I'm an inveterate knowledge hound.  As much as web search has changed my life for finding information, when it comes to learning about a topic I know nothing about, Google isn't enough.  Sometimes I want a fact or an answer, and Google is terrific, but often I'm looking to become better informed generally.  Of course I go to Wikipedia whenever I can for this, but that's a beginning not an ending.  I know that terrific sites on my topic of interest exist, but how do I discover them…  That's why the Xmarks team built SearchTabs.

Suppose you are interested in learning more about health care reform.  It might be because you are student with an assignment or that you want simply to know more about what all of the shouting is really about.  The first page of Google results on "health care reform" consist entirely of news items from ABC, CNN, Fox and other media sources and two official U.S. government sites.  These links are very relevant but what's missing are links to sites with general information about the topic of health care reform.

This is where SearchTabs comes in.  SearchTabs is a lightweight Firefox add-on that augments Google search results to help you discover the best sites on any topic.

Here’s my “health care reform” search with SearchTabs installed:

Clicking on the “Health Care Reform” tab shows me the top ten sites on this topic:

Results are drawn from a distillation of a billion bookmarks saved by users of our Xmarks bookmark synchronization add-on.  We analyze many factors including how many people have bookmarked a particular site as well as what folder(s) they store them in.  Out of this we compute a rank within topic of the top sites for each of more than 175,000 
English-language topics.

You may have noticed in the first screen shot that we also analyze the ten sites on Google’s page and augment those site links with flags showing how those sites rank in their primary topic. A perfect example of this is a Google search on “Ubuntu”. Among the Google results I see this:

SearchTabs instantly helps me differentiate the Linux forums site from the similarly named Napa Valley restaurant. I get the added “signal” of understanding how these sites rank in their topic. Clicking on a flag takes me right to a tab where I can see the top ranking sites, all without leaving my search results page.

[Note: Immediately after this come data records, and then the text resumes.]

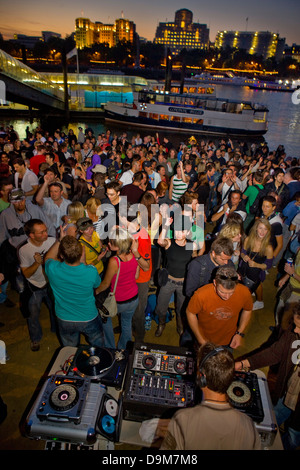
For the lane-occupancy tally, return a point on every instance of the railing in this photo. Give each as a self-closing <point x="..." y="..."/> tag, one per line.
<point x="15" y="69"/>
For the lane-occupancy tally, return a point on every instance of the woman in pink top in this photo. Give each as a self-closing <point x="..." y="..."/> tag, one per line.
<point x="126" y="290"/>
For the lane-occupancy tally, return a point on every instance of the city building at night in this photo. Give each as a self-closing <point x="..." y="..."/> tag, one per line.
<point x="261" y="43"/>
<point x="88" y="33"/>
<point x="183" y="33"/>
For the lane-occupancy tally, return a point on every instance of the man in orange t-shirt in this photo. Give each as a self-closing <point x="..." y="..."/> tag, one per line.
<point x="220" y="312"/>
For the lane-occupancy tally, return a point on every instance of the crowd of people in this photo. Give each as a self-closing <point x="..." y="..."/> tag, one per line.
<point x="82" y="215"/>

The insight we had as we were developing SearchTabs is that discovery should be thought of as an augmentation of search, not a substitute or complement.  By adding easily clickable tabs to the Google search results page, it allows the user to surface the best general sites as identified through the wisdom of crowds.

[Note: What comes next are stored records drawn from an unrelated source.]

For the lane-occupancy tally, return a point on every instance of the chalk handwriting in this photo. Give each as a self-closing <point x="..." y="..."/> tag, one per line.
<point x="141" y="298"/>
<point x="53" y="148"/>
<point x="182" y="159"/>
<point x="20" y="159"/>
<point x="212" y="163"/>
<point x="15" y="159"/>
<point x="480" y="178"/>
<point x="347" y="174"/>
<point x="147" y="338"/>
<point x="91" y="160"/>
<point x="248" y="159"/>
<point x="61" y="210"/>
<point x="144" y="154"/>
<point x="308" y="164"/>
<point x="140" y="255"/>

The technical team at Xmarks has done a great job of automatically identifying relevant topics from the actual search strings typed in, so users do not need to put in any extra effort to get these additional results.  To be clear, SearchTabs results come from a different corpus than Google's which makes it different than virtually every other search-related add-on out there.  We're not reprocessing Google results; we're drawing from the billion bookmarks we've analyzed.

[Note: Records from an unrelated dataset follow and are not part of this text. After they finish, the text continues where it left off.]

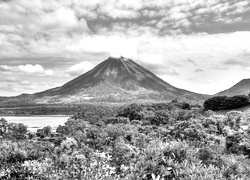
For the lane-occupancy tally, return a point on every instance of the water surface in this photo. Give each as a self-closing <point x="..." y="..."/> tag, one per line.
<point x="37" y="122"/>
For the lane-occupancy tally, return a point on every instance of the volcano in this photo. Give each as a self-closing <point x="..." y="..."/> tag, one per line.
<point x="115" y="79"/>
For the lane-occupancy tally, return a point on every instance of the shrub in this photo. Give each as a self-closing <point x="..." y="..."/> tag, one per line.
<point x="224" y="102"/>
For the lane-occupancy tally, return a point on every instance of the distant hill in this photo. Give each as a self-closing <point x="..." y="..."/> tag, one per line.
<point x="241" y="88"/>
<point x="114" y="80"/>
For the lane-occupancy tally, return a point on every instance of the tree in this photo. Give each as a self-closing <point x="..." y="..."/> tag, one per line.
<point x="44" y="132"/>
<point x="224" y="102"/>
<point x="4" y="126"/>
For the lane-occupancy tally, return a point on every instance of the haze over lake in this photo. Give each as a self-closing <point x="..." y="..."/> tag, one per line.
<point x="37" y="122"/>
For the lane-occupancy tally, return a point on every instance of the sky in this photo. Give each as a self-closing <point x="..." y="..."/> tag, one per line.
<point x="198" y="45"/>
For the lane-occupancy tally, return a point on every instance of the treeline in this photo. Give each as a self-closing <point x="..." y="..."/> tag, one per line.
<point x="166" y="141"/>
<point x="225" y="102"/>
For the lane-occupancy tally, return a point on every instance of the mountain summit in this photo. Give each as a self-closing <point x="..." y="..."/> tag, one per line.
<point x="115" y="79"/>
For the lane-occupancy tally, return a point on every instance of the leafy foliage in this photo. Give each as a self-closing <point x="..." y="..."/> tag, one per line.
<point x="224" y="102"/>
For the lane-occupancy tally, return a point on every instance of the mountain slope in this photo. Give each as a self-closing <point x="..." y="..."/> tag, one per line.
<point x="115" y="79"/>
<point x="241" y="88"/>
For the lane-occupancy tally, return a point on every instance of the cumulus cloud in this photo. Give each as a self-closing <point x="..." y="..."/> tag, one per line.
<point x="169" y="37"/>
<point x="9" y="88"/>
<point x="28" y="69"/>
<point x="79" y="69"/>
<point x="234" y="62"/>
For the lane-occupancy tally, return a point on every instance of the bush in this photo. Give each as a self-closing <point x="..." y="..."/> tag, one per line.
<point x="224" y="102"/>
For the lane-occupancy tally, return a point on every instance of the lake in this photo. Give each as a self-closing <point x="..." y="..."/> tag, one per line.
<point x="37" y="122"/>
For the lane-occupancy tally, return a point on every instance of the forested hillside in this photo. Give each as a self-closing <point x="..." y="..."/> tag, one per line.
<point x="164" y="141"/>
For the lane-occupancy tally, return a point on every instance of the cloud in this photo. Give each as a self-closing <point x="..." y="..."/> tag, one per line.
<point x="27" y="69"/>
<point x="199" y="70"/>
<point x="8" y="87"/>
<point x="79" y="69"/>
<point x="236" y="62"/>
<point x="25" y="82"/>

SearchTabs is still in early beta and has some rough edges. You may see duplicate or irrelevant topics on occasion. If so, you can easily flag them and help contribute to the collective wisdom that SearchTabs is built upon.

Please check out SearchTabs and let me know what you think.

Comments (5)

Oct 19, 2009
Phil Kalina said...
Very nice insight -- to augment Google search instead of trying to replace it. Also clever to derive rank from bookmarks.

But I rarely use bookmarks anymore -- the autocomplete function of Firefox's location bar has gotten so good that I don't need bookmarks. Is Xmark looking at adding info from autocomplete as another source from which to derive rank?

Small point: in "discovery should be thought of as an augmentation of search, not a substitute or complement", what's the difference between an augmentation and a complement?

Oct 19, 2009
 said...
FYI, you can try SearchTabs by pointing your Firefox browser to http://www.searchtabs.com
Oct 19, 2009
Mitch Kapor said...
Augmentation - addition.  Complement - an addition which completes something.  Still, my writing could be tighter.

Oct 19, 2009
Phil Kalina said...
It's my comment that should have been tighter.

What I meant is to suggest that Xmarks' insight be described as "discovery should be thought of as an augmentation or complement to search, not a substitute."

Oct 19, 2009
eacastel said...
What drew my eye to the article was the word "Augmented" as in Augmented Reality, specifically for mobile devices. However, it seems clever and worth the try. Thanks for posting it!